For the past several weeks, Asian Americans have questioned how to deal with a recent wave of assaults — many on the elderly — that have coincided with the pandemic. The virus was first identified in China, and former President Donald Trump and others have used racial terms to describe it.

Numerous Asian American organizations say Trump's rhetoric has emboldened people to express anti-Asian or anti-immigrant views. Nearly 3,800 incidents have been reported to Stop AAPI Hate, a California-based reporting center for Asian American Pacific Islanders, and its partner groups, since March 2020. Nationally, women reported hate crimes 2.3 times more than men.

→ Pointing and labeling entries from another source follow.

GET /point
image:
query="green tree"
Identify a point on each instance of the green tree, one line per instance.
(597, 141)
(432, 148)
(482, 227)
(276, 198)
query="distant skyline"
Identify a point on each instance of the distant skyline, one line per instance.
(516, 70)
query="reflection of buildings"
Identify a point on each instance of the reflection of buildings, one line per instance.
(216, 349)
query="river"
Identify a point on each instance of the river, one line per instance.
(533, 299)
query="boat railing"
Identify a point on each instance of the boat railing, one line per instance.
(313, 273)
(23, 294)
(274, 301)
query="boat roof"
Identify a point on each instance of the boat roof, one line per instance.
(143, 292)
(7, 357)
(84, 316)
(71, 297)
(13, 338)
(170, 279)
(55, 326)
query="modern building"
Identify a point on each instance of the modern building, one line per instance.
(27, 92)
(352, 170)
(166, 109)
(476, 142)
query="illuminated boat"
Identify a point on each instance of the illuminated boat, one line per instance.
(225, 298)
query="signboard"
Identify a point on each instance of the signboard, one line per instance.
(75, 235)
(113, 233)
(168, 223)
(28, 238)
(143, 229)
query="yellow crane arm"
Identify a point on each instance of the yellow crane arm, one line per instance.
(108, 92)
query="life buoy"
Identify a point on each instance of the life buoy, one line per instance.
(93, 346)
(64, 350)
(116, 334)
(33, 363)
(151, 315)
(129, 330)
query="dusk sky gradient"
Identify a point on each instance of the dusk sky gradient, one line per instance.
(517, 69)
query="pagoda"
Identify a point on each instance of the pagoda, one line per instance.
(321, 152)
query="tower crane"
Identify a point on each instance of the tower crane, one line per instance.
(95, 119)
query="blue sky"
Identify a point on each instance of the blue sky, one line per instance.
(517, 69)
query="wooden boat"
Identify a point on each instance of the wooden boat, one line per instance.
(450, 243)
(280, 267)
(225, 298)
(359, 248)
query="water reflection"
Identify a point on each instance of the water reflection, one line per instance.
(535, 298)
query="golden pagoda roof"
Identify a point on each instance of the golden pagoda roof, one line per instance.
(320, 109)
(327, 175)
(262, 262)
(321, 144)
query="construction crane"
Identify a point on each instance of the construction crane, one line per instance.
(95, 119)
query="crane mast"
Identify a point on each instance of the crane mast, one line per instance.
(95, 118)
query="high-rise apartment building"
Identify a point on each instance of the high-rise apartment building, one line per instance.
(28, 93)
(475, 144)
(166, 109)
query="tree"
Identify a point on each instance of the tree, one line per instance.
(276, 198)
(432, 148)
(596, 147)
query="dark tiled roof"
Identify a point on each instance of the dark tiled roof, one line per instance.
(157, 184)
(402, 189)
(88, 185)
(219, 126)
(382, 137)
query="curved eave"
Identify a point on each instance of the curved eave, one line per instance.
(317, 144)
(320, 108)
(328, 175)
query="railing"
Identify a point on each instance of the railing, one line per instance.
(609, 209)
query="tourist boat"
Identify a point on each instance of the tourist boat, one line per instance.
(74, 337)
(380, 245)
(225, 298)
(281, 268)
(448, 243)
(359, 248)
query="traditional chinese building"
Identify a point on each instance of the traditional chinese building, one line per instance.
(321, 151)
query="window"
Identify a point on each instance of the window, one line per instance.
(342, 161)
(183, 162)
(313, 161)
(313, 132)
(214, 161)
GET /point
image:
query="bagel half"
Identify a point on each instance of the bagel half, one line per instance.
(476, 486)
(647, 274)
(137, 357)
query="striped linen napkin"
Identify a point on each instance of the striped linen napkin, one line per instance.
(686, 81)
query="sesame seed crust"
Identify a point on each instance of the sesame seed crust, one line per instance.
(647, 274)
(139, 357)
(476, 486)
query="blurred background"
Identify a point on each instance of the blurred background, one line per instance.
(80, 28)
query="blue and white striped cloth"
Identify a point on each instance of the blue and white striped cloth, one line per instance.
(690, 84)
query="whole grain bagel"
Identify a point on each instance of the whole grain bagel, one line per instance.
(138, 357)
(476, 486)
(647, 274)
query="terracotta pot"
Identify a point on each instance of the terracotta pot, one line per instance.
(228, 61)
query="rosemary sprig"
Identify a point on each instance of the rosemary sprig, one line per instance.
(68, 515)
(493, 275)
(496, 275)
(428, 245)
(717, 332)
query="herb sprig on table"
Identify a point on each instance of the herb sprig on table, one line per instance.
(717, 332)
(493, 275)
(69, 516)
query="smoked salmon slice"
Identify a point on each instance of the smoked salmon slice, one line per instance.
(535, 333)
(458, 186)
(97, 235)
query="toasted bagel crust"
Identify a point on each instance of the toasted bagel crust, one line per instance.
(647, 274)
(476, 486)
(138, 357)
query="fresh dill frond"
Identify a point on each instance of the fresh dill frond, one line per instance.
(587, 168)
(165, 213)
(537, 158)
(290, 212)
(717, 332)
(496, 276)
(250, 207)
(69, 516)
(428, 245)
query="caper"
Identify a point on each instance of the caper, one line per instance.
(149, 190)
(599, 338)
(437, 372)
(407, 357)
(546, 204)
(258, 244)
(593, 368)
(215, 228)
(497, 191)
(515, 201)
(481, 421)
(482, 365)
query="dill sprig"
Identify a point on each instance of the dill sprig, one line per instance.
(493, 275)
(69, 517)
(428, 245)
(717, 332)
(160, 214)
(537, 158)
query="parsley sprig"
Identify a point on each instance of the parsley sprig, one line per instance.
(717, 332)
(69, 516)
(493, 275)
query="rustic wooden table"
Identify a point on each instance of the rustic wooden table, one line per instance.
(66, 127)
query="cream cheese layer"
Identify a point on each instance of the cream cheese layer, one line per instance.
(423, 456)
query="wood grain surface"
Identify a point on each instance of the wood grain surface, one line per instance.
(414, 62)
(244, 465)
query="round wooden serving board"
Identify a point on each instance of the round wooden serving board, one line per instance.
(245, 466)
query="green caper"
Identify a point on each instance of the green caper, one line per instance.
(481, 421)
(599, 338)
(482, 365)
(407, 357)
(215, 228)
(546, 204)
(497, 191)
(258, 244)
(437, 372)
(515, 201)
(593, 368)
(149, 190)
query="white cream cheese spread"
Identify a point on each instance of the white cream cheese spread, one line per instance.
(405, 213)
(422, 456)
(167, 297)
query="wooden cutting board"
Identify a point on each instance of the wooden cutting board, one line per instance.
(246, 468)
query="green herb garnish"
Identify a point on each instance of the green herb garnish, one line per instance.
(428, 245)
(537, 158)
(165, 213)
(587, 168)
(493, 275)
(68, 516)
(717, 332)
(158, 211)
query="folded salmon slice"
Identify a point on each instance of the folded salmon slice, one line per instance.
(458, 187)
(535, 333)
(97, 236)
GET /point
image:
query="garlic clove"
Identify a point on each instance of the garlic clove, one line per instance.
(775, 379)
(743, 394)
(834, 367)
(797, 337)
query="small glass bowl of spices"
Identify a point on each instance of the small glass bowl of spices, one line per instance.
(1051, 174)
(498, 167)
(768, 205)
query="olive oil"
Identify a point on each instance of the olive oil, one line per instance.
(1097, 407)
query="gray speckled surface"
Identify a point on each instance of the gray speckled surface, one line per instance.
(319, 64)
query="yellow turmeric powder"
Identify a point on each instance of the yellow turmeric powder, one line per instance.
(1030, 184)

Following the release Wednesday of a report showing a surge in white supremacist propaganda in 2020, the Anti-Defamation League told The Associated Press that a significant amount of the propaganda included anti-immigrant rhetoric.

The anti-hate group said 10% of propaganda descriptions in its inventory contained negative references to immigration, multiculturalism or diversity. The 522 physical flyers, stickers or banners included the use of words such as “invasion, deport, disease, illegal, infection and virus,” the ADL said.

There were also seven propaganda incidents with direct anti-China references to COVID-19.